Task 15.2 External exposure assessment (USTUTT, VTT, TNO, FERA, CSIC, OIKON, URV, KCL, NIPH, SDU, AUTH, UPMC)

The spatial relationships between environmental and health data will be analysed. In close connection with Stream 3 partners,  the availability of time-related and cumulative environmental exposures (air, soil, water) to metals/pesticides/EDC will be checked. If necessary (time mismatch, coarse spatial scale, etc.), new modelling will be envisaged.  Wherever  they exist, reference  to national and/or regional registries of neurodevelopmental disorders (autism, ADHD, learning disabilities) may help to establish  a link between prevalence  of specific disorders and exposure data. The organisation (fusion/integration) and easy updating of these complex space/time environmental and health databases will be made possible  through the HEALS database platform developed in Stream 4.

 


Task 15.3 Internal exposure assessment (ISS, AUTH, TNO, KCL, SDU, NIPH, URV, UPMV)

Critical data analysis and -omics analyses in existing samples. With the support of Stream 2 partners, available biological samples will be selected  for omics and biomarker analyses where possible for those cohorts presenting the most robust measures of health outcome (or: for those where testing is still on-going  or has to be replicated, as to obtain the most reliable indication of children’s recent exposure  profile). Attempts will also be made to reconstruct exposure  concentration through pharmacokinetic  modelling (reverse dosimetry), to understand the effects of mixtures in in vitro and possibly in vivo models, and to identify biomarkers  of effects linked to nervous  system dysfunction (DNA methylation, metabolomic, lipidomic). Levels of internal exposure  reported in the examined  cohorts  will be compared  with existing data inventories as well as with the results of previous  biomonitoring studies  performed in EU for the chemicals in study. For each of the chemicals to which mothers  and their children  are exposed, exposure  concentration  will be reconstructed using PBBK  models using the method developed in WP6 for better estimation  of toxicant levels at critical brain sites. Analysis of cohort data should identify exposure  biomarkers  able to capture the temporal dimension  of the exposure (e.g., prenatal versus postnatal and/or acute versus chronic). Biomarkers of effects (clinical parameters, -omics, etc.) indicative of significant neurobehavioural alterations may help to bridge the gap between internal dose and altered structure/function. The problem of co-exposures will be also properly addressed in data re-analysis  and as much information as possible  will be extracted to derive hypothesis  as for co-exposures and synergic/multiple health effects. Finally, cohorts where both measures of gene polymorphisms and environmental factors have been already  obtained for a high proportion of study subjects, such as ReproPl and PHIME (with similar clinical parameters  and outcomes  obtained) will allow assessment of impact of genetic susceptibility in vulnerability to environmental  risk.

 

 


Task 15.4 Application of the HEALS methodology to population studies (ISS, UPMC, KCL, NIPH, SDU, OIKON, CSIC, URV, FERA, UM, NIOM, AUTH, USTUTT)
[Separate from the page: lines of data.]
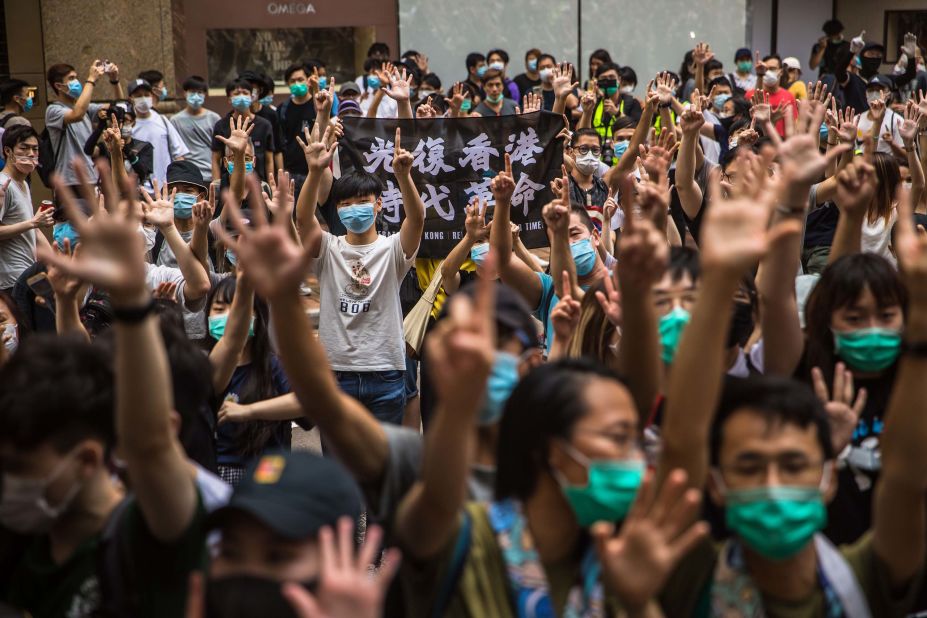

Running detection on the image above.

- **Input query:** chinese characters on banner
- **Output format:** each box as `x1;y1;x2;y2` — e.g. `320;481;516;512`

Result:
340;112;563;258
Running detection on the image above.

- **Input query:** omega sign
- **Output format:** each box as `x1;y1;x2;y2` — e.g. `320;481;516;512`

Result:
267;2;315;15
Multi-level multi-exposure analyses will be carried  out to model the relative influence of internal and external exposures on neuropsychological outcome. Thus, we will draw upon the two exposome  components  (internal and external exposures) to predict biomarker  levels from environmental and domestic exposure sources, and to establish a causal link between biomarkers  and disease risk. The resulting association  will be applied in the pilot EXHES study performed in WP17.